Building a 24/7 AI Assistant with OpenClaw + Crazyrouter

Detailed Zenn tutorial on building an always-on AI assistant with OpenClaw and Crazyrouter. Covers deployment to advanced techniques.

Crazyrouter handles multi-model routing and cost optimization; OpenClaw provides the Agent runtime framework. Combined for 24/7 service.

A practical end-to-end guide for developers wanting to build personal AI assistants.
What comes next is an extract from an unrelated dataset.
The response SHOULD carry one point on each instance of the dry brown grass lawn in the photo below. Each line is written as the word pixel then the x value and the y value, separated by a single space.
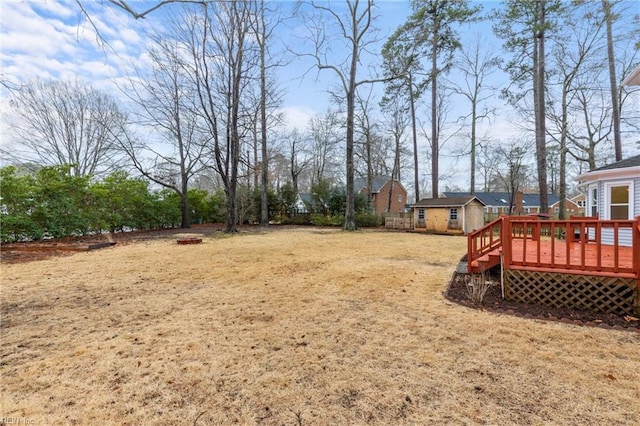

The article builds a complete AI Agent system from scratch, including multi-model routing, cost optimization, cross-platform messaging, and memory persistence. For developers wanting to build their own Agentic AI systems, this is a rare end-to-end practical guide. Crazyrouter's intelligent routing strategy is especially valuable in high-frequency scenarios like AI Coding.

This tutorial details building a 24/7 AI assistant with OpenClaw and Crazyrouter.

Architecture

Two core components: OpenClaw handles agent runtime, memory management, and tool calls; Crazyrouter handles multi-model routing, request optimization, and cost control. Connected via API.

Deployment Steps

1. **Install OpenClaw**: Global npm install, configure gateway and agent parameters

2. **Configure Crazyrouter**: Set model priorities, fallback chains, cost limits

3. **Connect messaging channels**: Telegram/Discord/Slack for cross-platform messaging

4. **Setup memory system**: MEMORY.md and daily notes auto-maintenance

5. **Deploy heartbeat**: Scheduled task checks to keep agents proactive

Advanced Techniques

Cost control: Crazyrouter auto-selects models by request type — small models for simple chats, large for complex tasks. Set daily budget caps.

Multi-agent collaboration: Configure multiple agents with different roles, using sessions_spawn for subtask delegation.

Persistent memory: MEMORY.md and memory/ directory for cross-session long-term memory. Regular heartbeat maintenance and memory refinement.

Notes

  • Ensure stable gateway service (systemd managed)
  • Set reasonable heartbeat intervals (30-60 min recommended)
  • Monitor token consumption to avoid unexpected bills

Industry Trend Connection

24/7 AI Agent systems represent a typical Agentic AI deployment scenario. Multi-model routing is a key strategy for addressing LLM cost challenges—using lightweight models for simple tasks and high-end models for complex AI Coding tasks to achieve optimal cost-quality balance. As MCP protocol standardization progresses, Agent tool invocation capabilities will further enhance.

In-Depth Analysis and Industry Outlook

From a broader perspective, this development reflects the accelerating trend of AI technology transitioning from laboratories to industrial applications. Industry analysts widely agree that 2026 will be a pivotal year for AI commercialization. On the technical front, large model inference efficiency continues to improve while deployment costs decline, enabling more SMEs to access advanced AI capabilities. On the market front, enterprise expectations for AI investment returns are shifting from long-term strategic value to short-term quantifiable gains.

However, the rapid proliferation of AI also brings new challenges: increasing complexity of data privacy protection, growing demands for AI decision transparency, and difficulties in cross-border AI governance coordination. Regulatory authorities across multiple countries are closely monitoring these developments, attempting to balance innovation promotion with risk prevention. For investors, identifying AI companies with truly sustainable competitive advantages has become increasingly critical as the market transitions from hype to value validation.